Ce qui reste cependant moins exploré est l’articulation entre l’approche par les capabilités et la théorie du choix social. C’est précisément dans cette intersection que l’approche trouve sa portée la plus féconde pour penser une démocratie substantive. En effet, dès Social Choice and Welfare (1971), Sen introduit le raisonnement public comme réponse au problème d’agrégation des préférences individuelles en contexte démocratique. Le propos de cette communication a été de montrer comment l’approche par les capabilités peut offrir une lecture innovante de la démocratie substantive à travers trois angles :

Premièrement, l’espace des capabilités comme cadre d’évaluation des situations sociales, permettant de mesurer le bien-être non seulement en termes de ressources ou de libertés formelles, mais à travers les libertés réelles d’agir et d’être. Deuxièmement, le raisonnement public comme mécanisme de délibération collective, introduisant la participation démocratique dans la définition même des indicateurs du progrès social. Troisièmement, la fonction d’agence comme expression éthique et politique de la citoyenneté, élargissant la figure de l’électeur à celle de l’acteur moral engagé dans la construction du bien commun.

Ces trois dimensions fondent une conception enrichie de la démocratie, au-delà du procéduralisme électoral, en intégrant les questions de justice, de reconnaissance et de liberté réelle.

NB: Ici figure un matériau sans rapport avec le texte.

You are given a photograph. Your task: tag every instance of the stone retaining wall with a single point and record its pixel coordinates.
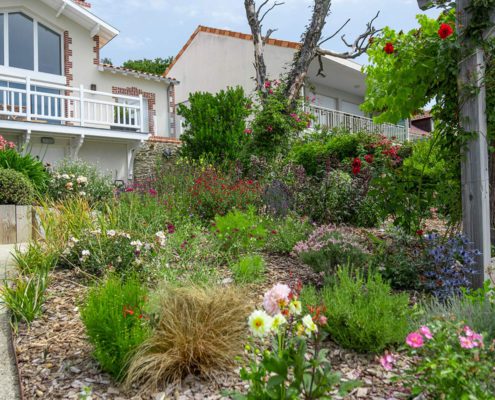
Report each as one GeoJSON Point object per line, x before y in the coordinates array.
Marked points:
{"type": "Point", "coordinates": [150, 154]}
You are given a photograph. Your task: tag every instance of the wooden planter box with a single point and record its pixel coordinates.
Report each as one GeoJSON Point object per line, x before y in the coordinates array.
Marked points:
{"type": "Point", "coordinates": [16, 224]}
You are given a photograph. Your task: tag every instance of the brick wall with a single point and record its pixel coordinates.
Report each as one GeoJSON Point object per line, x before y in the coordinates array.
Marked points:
{"type": "Point", "coordinates": [148, 96]}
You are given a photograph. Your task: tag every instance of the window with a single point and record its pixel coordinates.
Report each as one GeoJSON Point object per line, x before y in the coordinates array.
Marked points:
{"type": "Point", "coordinates": [21, 41]}
{"type": "Point", "coordinates": [49, 52]}
{"type": "Point", "coordinates": [2, 61]}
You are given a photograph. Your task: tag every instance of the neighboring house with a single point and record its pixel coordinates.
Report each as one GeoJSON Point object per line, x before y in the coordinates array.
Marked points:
{"type": "Point", "coordinates": [56, 99]}
{"type": "Point", "coordinates": [214, 59]}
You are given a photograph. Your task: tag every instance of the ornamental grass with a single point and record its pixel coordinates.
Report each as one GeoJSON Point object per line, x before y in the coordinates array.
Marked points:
{"type": "Point", "coordinates": [199, 331]}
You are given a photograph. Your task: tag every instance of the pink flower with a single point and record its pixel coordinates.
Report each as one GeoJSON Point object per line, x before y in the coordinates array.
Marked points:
{"type": "Point", "coordinates": [275, 298]}
{"type": "Point", "coordinates": [387, 361]}
{"type": "Point", "coordinates": [414, 340]}
{"type": "Point", "coordinates": [425, 331]}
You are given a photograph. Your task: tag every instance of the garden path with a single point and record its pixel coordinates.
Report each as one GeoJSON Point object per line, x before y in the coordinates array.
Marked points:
{"type": "Point", "coordinates": [9, 384]}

Toutefois, cette perspective soulève deux limites majeures. La première concerne l’absence de capabilités collectives dans la pensée de Sen, souvent centrée sur l’éthique individualiste (qui considère que l’individu est l’unique valeur de la perspective morale). À ce titre, l’introduction des communs et l’intégration de philosophies comme Ubuntu ou Agaciro pourraient permettre de penser des capabilités collectives valorisables (Ibrahim, 2020) , enracinées dans des logiques communautaires africaines.

La seconde limite est d’ordre anthropocentrique. Nussbaum (2023), à la différence de Sen, étend les capabilités aux animaux, considérés comme des êtres dotés de dignité. Cette ouverture invite à envisager une extension des capabilités au vivant dans son ensemble – y compris le végétal – dans une perspective écosystémique. Les traditions animistes africaines, qui reconnaissent une subjectivité au non-humain, peuvent nourrir cette inflexion vers une démocratie écologique et interspécifique.

En somme, penser la démocratie substantive à partir de l’approche par les capabilités permet d’articuler liberté, justice et agency dans une vision éthique de l’économie. Mais cela exige également d’enrichir ce cadre en intégrant les enjeux du collectif, du non-humain et des savoirs pluriels du Sud global.